Puis la foudre tombe sur le sommet d'Assiniboine, à quelques soixante mètres au dessus de notre kamikaze. J'ai crainte pour lui. Mais il poursuit sa descente, lentement. La nuit tombe. Il bivouaquera dans la montagne. Je ferme la lumière du refuge et entame une bonne nuit de sommeil.

A deux ou trois heures du matin, je me fais réveiller par des coups sourds. C'est notre grimpeur qui est revenu de sa paroi. Il a l'air bien épuisé et éprouvé. Il ne parle pas anglais, mais je comprend sa fatigue et lui offre du thé et un peu à manger. Nous retournons ensuite nous coucher.

Le lendemain, nous bouclons tous trois nos sacs et revenons ensembles au lac Magog. De la rive du lac, les guides du parc ont regardé notre progression à la jumelle pendant la journée d'hier. Nous discutons de notre ascension.

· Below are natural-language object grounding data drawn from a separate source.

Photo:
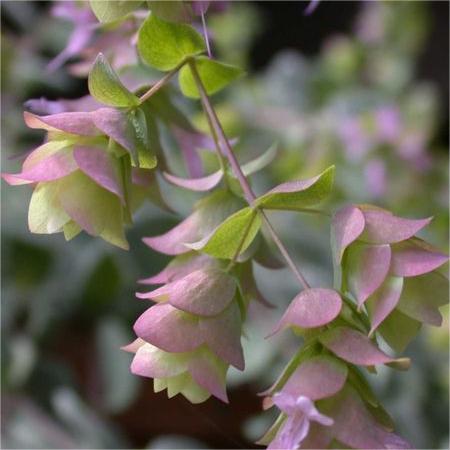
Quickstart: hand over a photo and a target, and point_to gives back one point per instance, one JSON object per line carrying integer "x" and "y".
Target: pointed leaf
{"x": 382, "y": 227}
{"x": 354, "y": 347}
{"x": 196, "y": 184}
{"x": 296, "y": 195}
{"x": 165, "y": 45}
{"x": 172, "y": 242}
{"x": 57, "y": 164}
{"x": 71, "y": 122}
{"x": 45, "y": 213}
{"x": 101, "y": 167}
{"x": 311, "y": 308}
{"x": 232, "y": 236}
{"x": 384, "y": 300}
{"x": 71, "y": 229}
{"x": 146, "y": 155}
{"x": 261, "y": 161}
{"x": 96, "y": 210}
{"x": 106, "y": 87}
{"x": 368, "y": 266}
{"x": 414, "y": 257}
{"x": 398, "y": 330}
{"x": 318, "y": 377}
{"x": 346, "y": 226}
{"x": 209, "y": 213}
{"x": 423, "y": 296}
{"x": 214, "y": 75}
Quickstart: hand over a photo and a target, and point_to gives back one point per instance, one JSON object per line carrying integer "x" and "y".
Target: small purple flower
{"x": 300, "y": 411}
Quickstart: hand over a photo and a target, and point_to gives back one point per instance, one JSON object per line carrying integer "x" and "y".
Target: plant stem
{"x": 241, "y": 243}
{"x": 228, "y": 151}
{"x": 161, "y": 83}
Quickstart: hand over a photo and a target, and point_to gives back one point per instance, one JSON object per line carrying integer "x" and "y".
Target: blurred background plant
{"x": 363, "y": 85}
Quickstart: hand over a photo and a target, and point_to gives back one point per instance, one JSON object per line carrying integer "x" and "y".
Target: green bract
{"x": 297, "y": 195}
{"x": 165, "y": 45}
{"x": 214, "y": 75}
{"x": 145, "y": 154}
{"x": 233, "y": 236}
{"x": 110, "y": 10}
{"x": 105, "y": 86}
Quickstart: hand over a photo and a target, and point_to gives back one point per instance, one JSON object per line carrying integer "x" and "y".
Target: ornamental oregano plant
{"x": 98, "y": 165}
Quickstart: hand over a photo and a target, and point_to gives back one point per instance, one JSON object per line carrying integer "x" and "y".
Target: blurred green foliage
{"x": 68, "y": 307}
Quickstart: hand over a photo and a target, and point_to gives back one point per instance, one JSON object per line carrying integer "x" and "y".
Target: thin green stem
{"x": 161, "y": 83}
{"x": 241, "y": 244}
{"x": 228, "y": 151}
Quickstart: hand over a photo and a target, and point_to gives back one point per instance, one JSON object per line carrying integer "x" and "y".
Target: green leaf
{"x": 165, "y": 45}
{"x": 45, "y": 213}
{"x": 106, "y": 87}
{"x": 172, "y": 11}
{"x": 232, "y": 236}
{"x": 297, "y": 195}
{"x": 96, "y": 210}
{"x": 110, "y": 10}
{"x": 145, "y": 154}
{"x": 422, "y": 297}
{"x": 161, "y": 106}
{"x": 261, "y": 161}
{"x": 398, "y": 330}
{"x": 214, "y": 75}
{"x": 71, "y": 229}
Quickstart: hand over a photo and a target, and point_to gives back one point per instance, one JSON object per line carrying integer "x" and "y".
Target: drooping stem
{"x": 205, "y": 34}
{"x": 216, "y": 127}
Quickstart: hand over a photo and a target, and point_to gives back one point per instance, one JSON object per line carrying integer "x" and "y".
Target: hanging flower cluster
{"x": 97, "y": 166}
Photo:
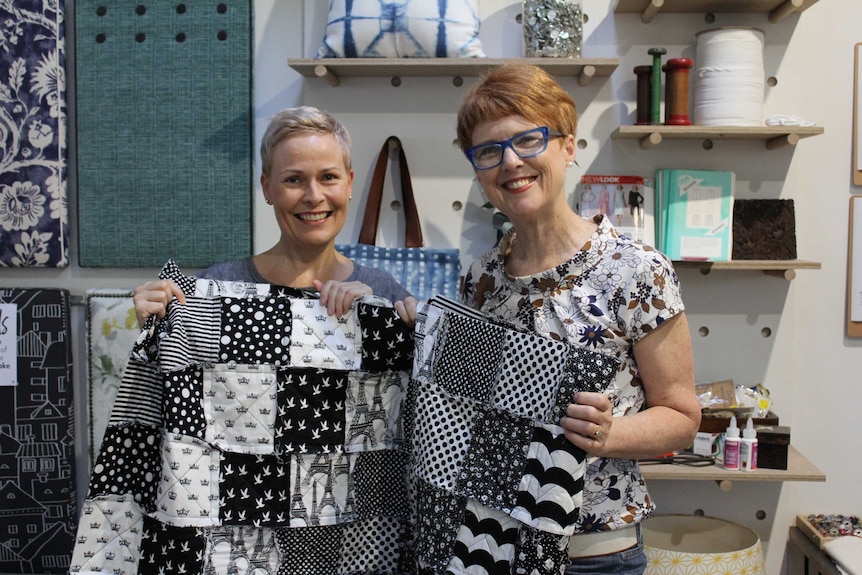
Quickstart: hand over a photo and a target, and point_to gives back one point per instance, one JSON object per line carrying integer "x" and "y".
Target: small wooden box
{"x": 712, "y": 424}
{"x": 773, "y": 442}
{"x": 811, "y": 531}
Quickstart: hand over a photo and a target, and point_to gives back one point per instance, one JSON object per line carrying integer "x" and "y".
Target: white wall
{"x": 808, "y": 364}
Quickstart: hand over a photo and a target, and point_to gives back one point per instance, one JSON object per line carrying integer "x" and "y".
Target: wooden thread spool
{"x": 644, "y": 94}
{"x": 655, "y": 114}
{"x": 676, "y": 98}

Il fait bon et chaud. Dans les alpages, sur la rive du lac, j'admire ma montagne. il fait curieux la regarder ainsi, maintenant. Cette paroi qui me semblait si gigantesque a perdu un peu de son aura maintenant. Elle n'est pas si difficile que je ne le croyais. Je savoure encore mon escalade, couché dans l'herbe, la tête appuyée sur mon sac.

C'est seulement tard dans l'après-midi que j'envisage de prendre le chemin du retour. J'ai juste un peu moins de trente kilomètres de marche à faire pour revenir à Sunshine village. Mais je me sens en pleine forme et je replonge dans la douce rêverie de la marche en solitaire sur les sentiers des Rocheuses. La vallée des Rochers, la vallée Dorée, le col de la Citadelle me voient passer sans m'arrêter. Puis je retrouve les alpages avec la soirée qui s'éteint tranquillement.

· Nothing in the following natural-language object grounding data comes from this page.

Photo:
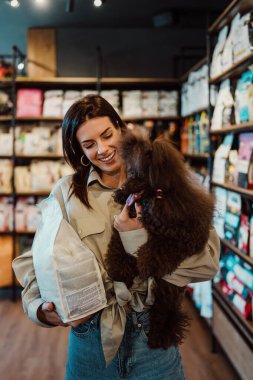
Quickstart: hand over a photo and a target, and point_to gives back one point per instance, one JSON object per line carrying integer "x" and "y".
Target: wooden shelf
{"x": 92, "y": 81}
{"x": 237, "y": 251}
{"x": 199, "y": 156}
{"x": 245, "y": 327}
{"x": 12, "y": 233}
{"x": 225, "y": 17}
{"x": 5, "y": 117}
{"x": 40, "y": 156}
{"x": 236, "y": 128}
{"x": 142, "y": 118}
{"x": 25, "y": 232}
{"x": 245, "y": 192}
{"x": 199, "y": 110}
{"x": 39, "y": 118}
{"x": 234, "y": 71}
{"x": 33, "y": 193}
{"x": 134, "y": 118}
{"x": 197, "y": 66}
{"x": 6, "y": 233}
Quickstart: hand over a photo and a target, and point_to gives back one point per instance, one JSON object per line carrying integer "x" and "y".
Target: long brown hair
{"x": 87, "y": 108}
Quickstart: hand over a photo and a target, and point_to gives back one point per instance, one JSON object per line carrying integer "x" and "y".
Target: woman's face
{"x": 99, "y": 141}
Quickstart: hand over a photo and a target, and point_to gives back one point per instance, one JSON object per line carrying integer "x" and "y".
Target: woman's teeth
{"x": 108, "y": 158}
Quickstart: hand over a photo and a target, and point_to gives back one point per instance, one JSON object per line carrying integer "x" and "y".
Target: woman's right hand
{"x": 47, "y": 314}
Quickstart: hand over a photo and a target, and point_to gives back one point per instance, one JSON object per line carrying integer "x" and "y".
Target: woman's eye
{"x": 88, "y": 146}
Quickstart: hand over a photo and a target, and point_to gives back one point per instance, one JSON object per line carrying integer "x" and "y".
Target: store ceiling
{"x": 113, "y": 13}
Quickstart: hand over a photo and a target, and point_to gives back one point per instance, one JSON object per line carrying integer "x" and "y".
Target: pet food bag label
{"x": 67, "y": 271}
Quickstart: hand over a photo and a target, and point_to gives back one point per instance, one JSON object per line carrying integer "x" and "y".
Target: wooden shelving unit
{"x": 236, "y": 128}
{"x": 237, "y": 251}
{"x": 243, "y": 325}
{"x": 204, "y": 109}
{"x": 68, "y": 83}
{"x": 230, "y": 329}
{"x": 198, "y": 156}
{"x": 244, "y": 192}
{"x": 234, "y": 71}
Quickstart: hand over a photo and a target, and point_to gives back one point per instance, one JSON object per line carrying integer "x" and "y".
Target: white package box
{"x": 67, "y": 271}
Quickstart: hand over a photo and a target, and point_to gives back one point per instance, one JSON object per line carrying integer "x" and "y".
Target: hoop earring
{"x": 83, "y": 163}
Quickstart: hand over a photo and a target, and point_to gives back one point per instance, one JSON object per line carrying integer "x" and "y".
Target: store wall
{"x": 127, "y": 52}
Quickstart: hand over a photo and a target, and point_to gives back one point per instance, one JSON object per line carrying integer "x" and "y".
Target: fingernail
{"x": 129, "y": 200}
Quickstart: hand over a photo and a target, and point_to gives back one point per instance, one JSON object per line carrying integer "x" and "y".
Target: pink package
{"x": 29, "y": 102}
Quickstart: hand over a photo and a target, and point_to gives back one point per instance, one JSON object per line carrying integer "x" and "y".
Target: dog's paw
{"x": 159, "y": 340}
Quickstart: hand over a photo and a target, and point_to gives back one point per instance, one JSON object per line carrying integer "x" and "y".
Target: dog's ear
{"x": 135, "y": 152}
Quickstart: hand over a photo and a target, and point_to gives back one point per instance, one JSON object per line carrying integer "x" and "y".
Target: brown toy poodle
{"x": 177, "y": 214}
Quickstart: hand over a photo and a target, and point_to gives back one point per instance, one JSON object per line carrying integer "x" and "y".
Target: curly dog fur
{"x": 177, "y": 214}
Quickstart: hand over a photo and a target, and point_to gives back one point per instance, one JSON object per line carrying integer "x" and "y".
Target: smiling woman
{"x": 99, "y": 140}
{"x": 91, "y": 130}
{"x": 113, "y": 342}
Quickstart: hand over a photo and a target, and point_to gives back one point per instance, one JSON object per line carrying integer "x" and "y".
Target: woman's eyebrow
{"x": 103, "y": 133}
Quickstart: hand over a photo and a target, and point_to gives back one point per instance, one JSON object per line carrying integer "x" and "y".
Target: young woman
{"x": 111, "y": 344}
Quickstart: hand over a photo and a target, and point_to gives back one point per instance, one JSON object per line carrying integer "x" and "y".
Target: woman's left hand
{"x": 123, "y": 222}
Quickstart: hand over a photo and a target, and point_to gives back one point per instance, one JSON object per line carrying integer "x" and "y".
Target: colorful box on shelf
{"x": 29, "y": 102}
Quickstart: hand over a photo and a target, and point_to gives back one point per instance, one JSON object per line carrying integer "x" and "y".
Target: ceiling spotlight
{"x": 98, "y": 3}
{"x": 21, "y": 66}
{"x": 14, "y": 3}
{"x": 70, "y": 6}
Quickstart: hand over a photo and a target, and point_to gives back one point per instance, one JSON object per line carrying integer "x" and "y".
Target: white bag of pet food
{"x": 67, "y": 271}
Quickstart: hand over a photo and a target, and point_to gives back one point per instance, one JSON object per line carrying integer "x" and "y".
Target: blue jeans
{"x": 134, "y": 360}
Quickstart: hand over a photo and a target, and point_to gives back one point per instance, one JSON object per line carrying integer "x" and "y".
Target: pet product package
{"x": 243, "y": 167}
{"x": 220, "y": 159}
{"x": 216, "y": 65}
{"x": 67, "y": 271}
{"x": 232, "y": 218}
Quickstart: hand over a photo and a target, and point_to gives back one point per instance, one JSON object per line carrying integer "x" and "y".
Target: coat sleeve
{"x": 200, "y": 267}
{"x": 31, "y": 299}
{"x": 197, "y": 268}
{"x": 24, "y": 270}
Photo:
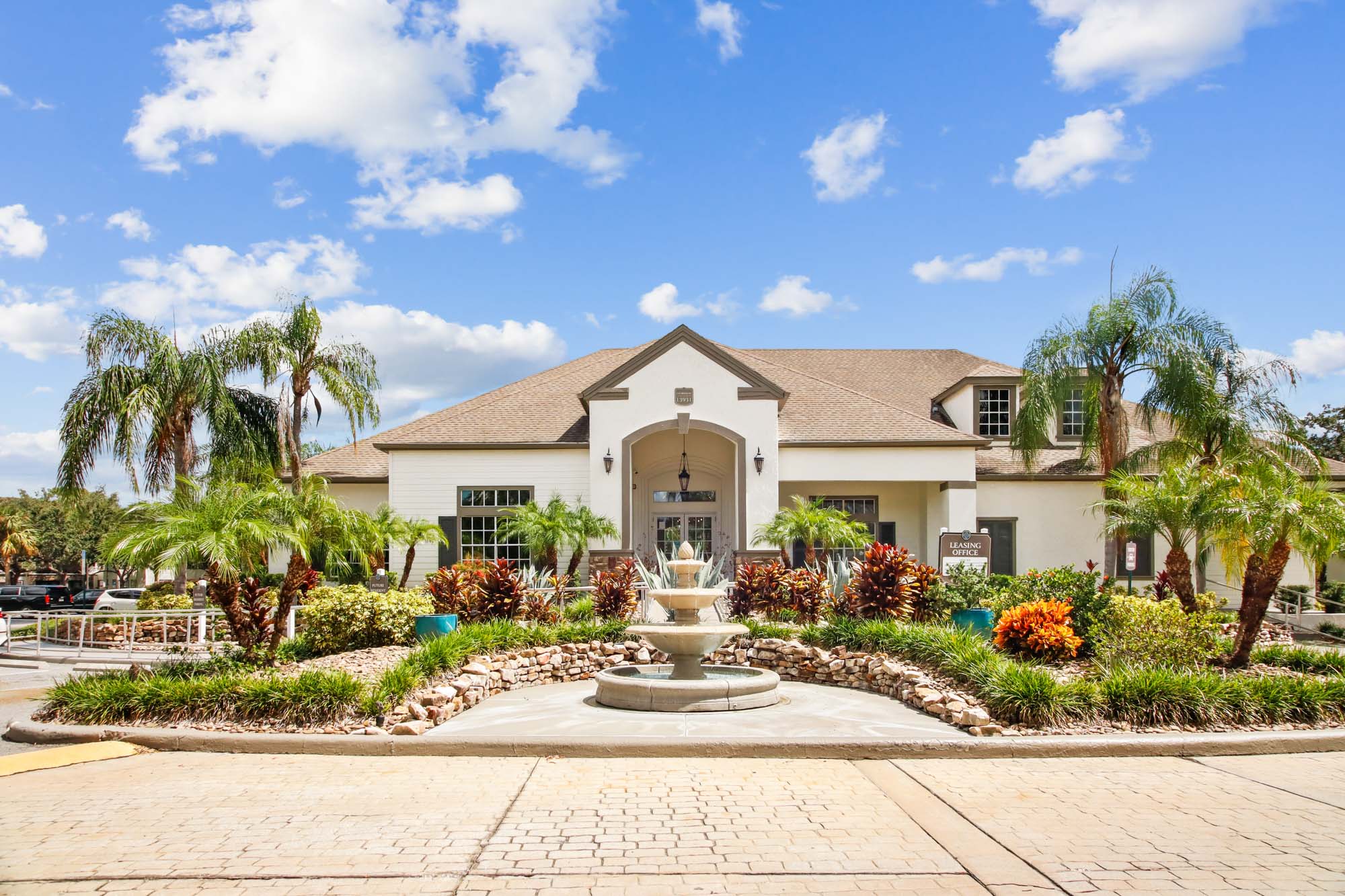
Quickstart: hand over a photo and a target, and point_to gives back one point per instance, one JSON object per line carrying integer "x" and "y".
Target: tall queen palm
{"x": 293, "y": 352}
{"x": 145, "y": 399}
{"x": 1140, "y": 331}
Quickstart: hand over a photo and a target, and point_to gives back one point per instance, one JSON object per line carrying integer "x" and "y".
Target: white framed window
{"x": 1073, "y": 416}
{"x": 995, "y": 411}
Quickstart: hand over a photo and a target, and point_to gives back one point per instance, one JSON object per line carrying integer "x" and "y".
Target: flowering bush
{"x": 809, "y": 594}
{"x": 614, "y": 591}
{"x": 1040, "y": 628}
{"x": 1087, "y": 591}
{"x": 880, "y": 587}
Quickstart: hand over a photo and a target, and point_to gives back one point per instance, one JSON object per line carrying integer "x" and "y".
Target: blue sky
{"x": 479, "y": 190}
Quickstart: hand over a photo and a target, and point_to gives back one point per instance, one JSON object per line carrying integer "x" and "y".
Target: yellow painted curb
{"x": 59, "y": 756}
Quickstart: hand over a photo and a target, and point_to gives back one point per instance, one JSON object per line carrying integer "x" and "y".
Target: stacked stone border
{"x": 485, "y": 676}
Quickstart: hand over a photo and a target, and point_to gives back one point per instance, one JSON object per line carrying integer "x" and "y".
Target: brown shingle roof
{"x": 836, "y": 396}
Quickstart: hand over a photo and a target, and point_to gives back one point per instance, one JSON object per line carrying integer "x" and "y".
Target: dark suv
{"x": 36, "y": 598}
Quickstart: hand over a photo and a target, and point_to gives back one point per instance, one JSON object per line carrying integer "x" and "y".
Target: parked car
{"x": 119, "y": 599}
{"x": 36, "y": 598}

Mais comme la nuit commence, un gigantesque orage s'abat encore. La pluie tombe à grosses gouttes pendant des heures et pénètre mes vêtements. D'abord les épaules, puis les bras, les cuisses, enfin je me retrouve bientôt trempé de partout jusqu'à la peau. La nuit est tout de même assez claire pour trouver le chemin et j'arrive finalement au centre de ski de Sunshine Village où je termine ma longue marche.

J'explique d'où je viens. De sympathiques travailleurs m'accueillent et me donnent ensuite une chambre pour la nuit. Je m'assèche et me glisse entre des draps propres. Dans le plus grand confort, je savoure cette belle aventure qui vient de se terminer. Et, fatigué, je sombre ensuite dans le plus profond sommeil.